Короткая фраза, применённая в нужный момент, скрасила суровость мужских откровений, и, вскинув на Джареда взгляд, в следующую минуту профессор слегка рассмеялся.
- Да, конечно. Прости, - продолжал затем он, придвинувшись ближе и накрывая его руку своей ладонью. - Но знаешь, что самое интересное, Джей? То, что после неё я уже не смотрел на других женщин. Не потому, что они перестали меня вдруг интересовать, - видит Бог, я сморю на них и поныне, - а потому, что не мог предать оказанное мне ею доверие.
- И вы пронесли его через всю жизнь?
- Да. И немало этим горжусь. Потому что мне не за что себя упрекнуть. Потому, что могу смотреть жене в глаза с чистой совестью. Потому, что угрызения этой самой совести не отравляют мне жизнь. А это, поверь мне, дорогого стоит.
- Тогда, доктор, вы счастливее меня, - вздохнул Джаред с горькой усмешкой.
- Джаред, Джаред, - и тот стиснул ему руку сильней, - никогда не знаешь, где твоё счастье. Оно своевольно и даже абсурдно, у него нет ни расписаний, ни стандартов, ни правил. Ты никогда не сможешь ни запланировать его, ни вычислить, ни предугадать. И порой можешь встретить там и тогда, когда абсолютно не ожидаешь.
- Даже в такой ситуации, как у меня?
- Почему нет? Разве Эйлин тебе не интересна? Разве ты не готов сейчас крушить всех и вся и свернуть шею каждому, кто хоть пальцем её коснётся? Разве ты не пытаешься уберечь её от посягательств извне, оградить от зла, защитить от проблем? Тогда почему ты прилетел ко мне, Джей, и сверлишь меня горящей в глазах болью?
- Я не знаю, доктор. Я сам не пойму, что со мной. Но, что бы я ни делал, это не помогает. Потому, что проблемой для неё являюсь именно я. Дополнительной, огромной и совершенно ненужной.
- Ты снова смотришь на всё со своей стороны. Быть может, Эйлин считает по-другому. Иначе она бы на это не пошла. Ты никогда так не думал?

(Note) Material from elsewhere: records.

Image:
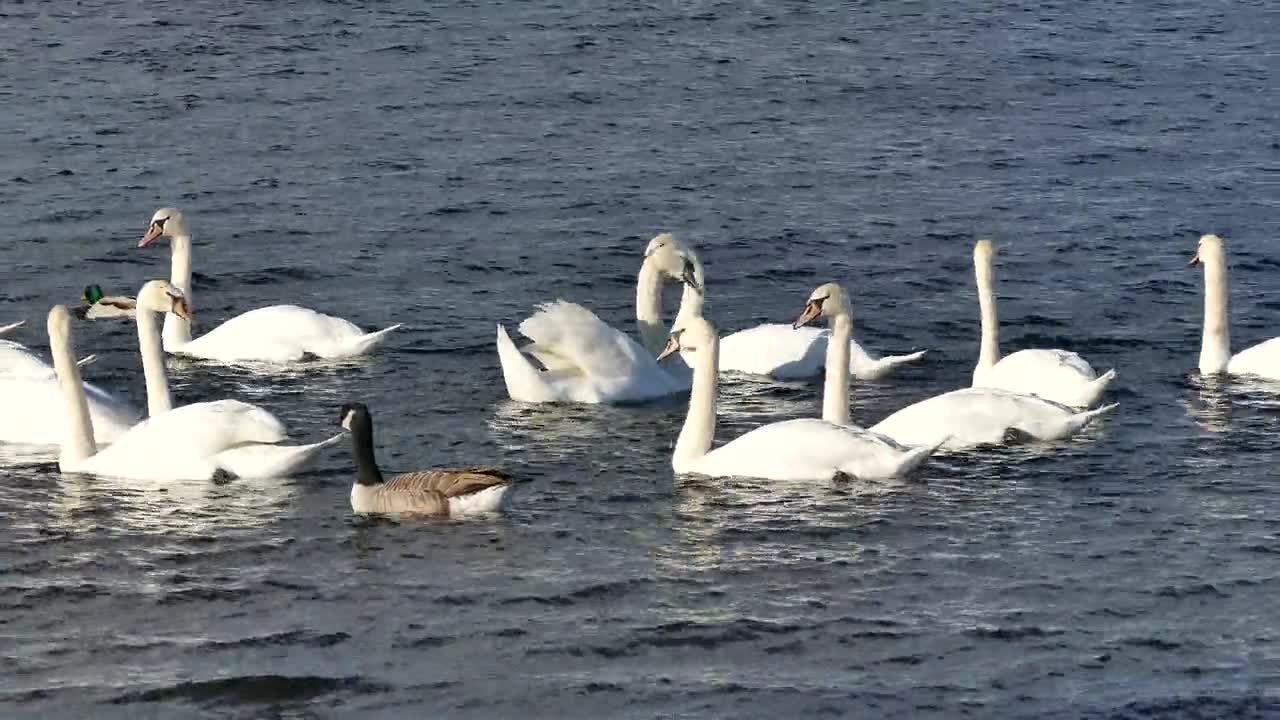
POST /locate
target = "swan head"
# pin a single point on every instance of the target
(675, 259)
(1210, 250)
(828, 300)
(167, 222)
(353, 414)
(160, 296)
(691, 336)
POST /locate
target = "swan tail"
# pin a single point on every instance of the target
(256, 461)
(1093, 390)
(360, 345)
(1080, 419)
(877, 369)
(524, 381)
(917, 456)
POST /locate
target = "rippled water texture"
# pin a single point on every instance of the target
(449, 168)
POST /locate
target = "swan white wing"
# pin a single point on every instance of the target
(282, 333)
(775, 350)
(589, 361)
(1261, 360)
(974, 417)
(805, 450)
(184, 442)
(42, 419)
(1054, 374)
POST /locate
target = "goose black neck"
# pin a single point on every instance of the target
(362, 450)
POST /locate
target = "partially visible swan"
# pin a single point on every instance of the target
(197, 441)
(974, 417)
(791, 450)
(1264, 358)
(1054, 374)
(99, 306)
(443, 491)
(279, 333)
(585, 360)
(790, 352)
(831, 301)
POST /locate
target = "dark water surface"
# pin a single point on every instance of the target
(451, 167)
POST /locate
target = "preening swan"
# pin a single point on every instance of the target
(443, 491)
(981, 415)
(792, 450)
(1262, 359)
(790, 352)
(99, 306)
(280, 333)
(1054, 374)
(196, 441)
(585, 360)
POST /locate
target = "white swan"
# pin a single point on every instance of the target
(831, 301)
(786, 351)
(974, 417)
(279, 333)
(584, 359)
(792, 450)
(1264, 358)
(1054, 374)
(196, 441)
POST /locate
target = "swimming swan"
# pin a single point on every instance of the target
(1054, 374)
(1264, 358)
(197, 441)
(585, 360)
(787, 351)
(791, 450)
(279, 333)
(443, 491)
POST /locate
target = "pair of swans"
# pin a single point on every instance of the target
(280, 333)
(585, 360)
(1261, 360)
(199, 441)
(832, 447)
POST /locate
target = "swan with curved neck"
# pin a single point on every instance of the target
(585, 360)
(791, 450)
(1262, 359)
(195, 441)
(789, 351)
(831, 301)
(1054, 374)
(279, 333)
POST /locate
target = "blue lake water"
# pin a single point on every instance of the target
(449, 168)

- Вы просто пытаетесь успокоить меня.
- Не веришь? Тогда поговори с самой Эйлин. Это лучший способ усмирить взбеленённую совесть. И не казни себя. Поезжай сейчас к ней. Нехорошо после всего случившегося оставлять девушку одну.
- Я знаю, доктор. Но почему-то не могу.
- Успокойся. Отбрось все сомнения. Ты делаешь всё, как надлежит.
- Тогда почему меня не покидает мысль, что я не имел на это никакого права?
- Потому, что такие поступки не свойственны тебе и сейчас ты вступил в стадию раскаяния. Это тоже ценное и нужное чувство, но, опять же, не позволяй ему властвовать над собой. Помни, что Эйлин сама распорядилась собой. А значит, ты поступил правильно, Джаред.
Обдав профессора горящим в глазах зарядом ответного скептицизма, Лето лишь выдохнул и спрятал в ладонях лицо. Господи, что он говорил? Хорошо, что их никто не слышал, потому как совесть напрочь отказывалась с этим мириться. Едкая, как отрава, и болезненная, как огонь, она невидимой иглой проносилась по нервам, беспощадно вонзаясь в каждый их уголок; и от этой мучительной пытки не было спасенья. Как же Джареду научится с ней жить? Интересно, сможет ли она со временем хоть немного ослабнуть? Или же так и будет свирепо тиранить его, как бы он ни пытался укрыться? Неужели ему никогда не избавиться от этого неустанного напряжения, разъедающего его изнутри? Он поднял голову и посмотрел доктору в глаза - горестно, тоскливо, чуть обречённо, как если бы утратил в этом веру.
- Может и так, - шепнул он. - Да только я всё равно чувствую себя последним мерзавцем.
Схватив со стола наполненную рюмку коньяка, он одним махом выпил и, поднявшись, затем понуро ушёл. Проводив его глазами, Чериш какое-то время сидел, задумчиво склонившись над чашкой, а затем неспешно сделал глоток и шепнул себе под нос:
- Эх, Джаред, Джаред! А ведь Эйлин действительно тебя зацепила!